Il giudice Calabria ha prefigurato alla madre della vittima il rischio di un «giro a Perugia». Voleva intendere che se avesse continuato a urlare «vergogna» ( di fronte alla lettura della sentenza che ha ridotto da 14 a 5 anni la condanna per il suocero di Vannini, Antonio Ciontoli) l’avrebbe denunciata per oltraggio alla Corte. In base all’articolo 11 del codice di procedura penale, sono di competenza dei magistrati di Perugia non solo i reati “commessi da” ma anche quelli “contro” i colleghi della Capitale. Ecco il senso del riferimento, altrimenti incomprensibile, al capoluogo umbro. Alfonso Bonafede ha avviato accertamenti preliminari.
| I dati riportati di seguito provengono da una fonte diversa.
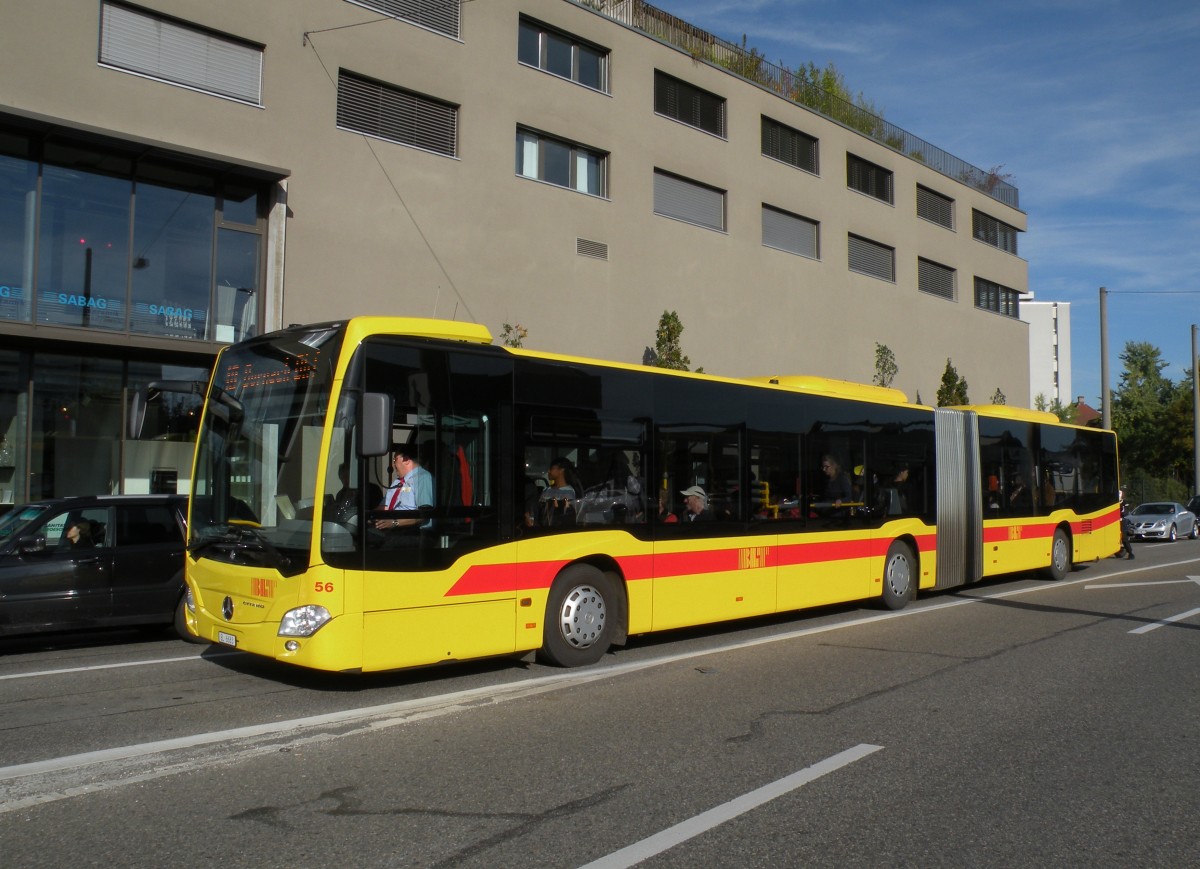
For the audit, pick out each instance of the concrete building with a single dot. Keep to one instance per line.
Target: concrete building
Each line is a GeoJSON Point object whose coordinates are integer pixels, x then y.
{"type": "Point", "coordinates": [1049, 349]}
{"type": "Point", "coordinates": [177, 174]}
A breve potrebbe decidere di mandare gli ispettori in Corte d’appello a Roma. E incontrerà la madre di Marco Vannini, Marina Conte. D’altra parte la storia è il punto di caduta peggiore di una lunga sequenza in cui i giudici che leggevano pronunce sgradite, perché ritenute troppo lievi o anche troppo pesanti, venivano attaccati duramente dal pubblico in aula. Stavolta è il magistrato ad aver usato toni gravi nei confronti di una madre disperata. Ma ora contro di lui è partito anche il solito linciaggio social, con richiami ad altre, precedenti sentenze ritenute troppo lievi. Il tutto naturalmente con il tipico insistere sulle generalità del giudice, quasi a voler incoraggiare vendette personali nei suoi confronti. È un corto circuito che nessuno riesce più a fermare e che merita attenzione quanto le parole fuori luogo di un magistrato.